This was a reasonable approach, especially back in 2010 - four years before the HTML5 specification, when all browsers had their own quirks handling of HTML. However, as you can imagine, this approach did not scale well. If you’re trying to work around quirks in other parsers, you start gaining more and more quirks in your own, and then work around these too. Simultaneously, new features started to be added, which also required modifying HTML on the fly (like automatic insertion of Google Analytics script), and an existing module seemed to be the best place for that. It grew to handle more and more tags, operations and syntactic edge cases.

Now let’s minify..

In 2011, Cloudflare decided to also add minification to allow customers to speed up their websites even if they had not employed minification themselves. For that, we decided to use an existing streaming minifier - jitify. It already had NGINX bindings, which made it a great candidate for integration into the existing pipeline.

Unfortunately, just like most other parsers from that time as well as ours described above, it had its own processing rules for HTML, JavaScript and CSS, which weren’t precise but rather tried to parse content on a best-effort basis. This led to us having two independent streaming parsers that were incompatible and could produce bugs either individually or only in combination.

v1 : "(Almost) HTML5 Spec compliant parser"

Over the years engineers kept adding new features to the ever-growing state machines, while fixing new bugs arising from imprecise syntax implementations, conflicts between various parsers, and problems in features themselves.

By 2016, it was time to get out of the multiple ad hoc parsers business and do things ‘the right way’.

The next section(s) will describe how we built our HTML5 compliant parser starting from the specification state machine. Using only this state machine it should have been straight-forward to build a parser. You may be aware that historically the parsing of HTML had not been entirely strict which meant to not break existing implementations the building of an actual DOM was required for parsing. This is not possible for a streaming rewriter so a simulator of the parser feedback was developed. In terms of performance, it is always better not to do something. We then describe why the rewriter can be ‘lazy’ and not perform the expensive encoding and decoding of text when rewriting HTML. The surprisingly difficult problem of deciding if a response is HTML is then detailed.

HTML5

By 2016, HTML5 had defined precise syntax rules for parsing and compatibility with legacy content and custom browser implementations. It was already implemented by all browsers and many 3rd-party implementations.

The HTML5 parsing specification defines basic HTML syntax in the form of a state machine. We already had experience with Ragel for similar use cases, so there was no question about what to use for the new streaming parser. Despite the complexity of the grammar, the translation of the specification to Ragel syntax was straightforward.
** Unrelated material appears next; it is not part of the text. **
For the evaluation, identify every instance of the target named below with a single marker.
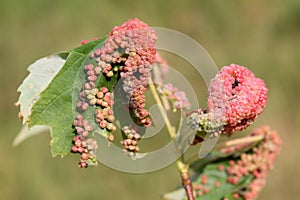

The code looks simpler than the formal description of the state machine, thanks to the ability to mix regex syntax with explicit transitions.

A visualisation of a small fraction of the HTML state machine. Source: https://twitter.com/RReverser/status/715937136520916992

HTML5 parsing requires a ‘DOM’

However, HTML has a history. To not break existing implementations HTML5 is specified with recovery procedures for incorrect tag nesting, ordering, unclosed tags, missing attributes and all the other possible quirks that used to work in older browsers. In order to resolve these issues, the specification expects a tree builder to drive the lexer, essentially meaning you can’t correctly tokenize HTML (split into separate tags) without a DOM.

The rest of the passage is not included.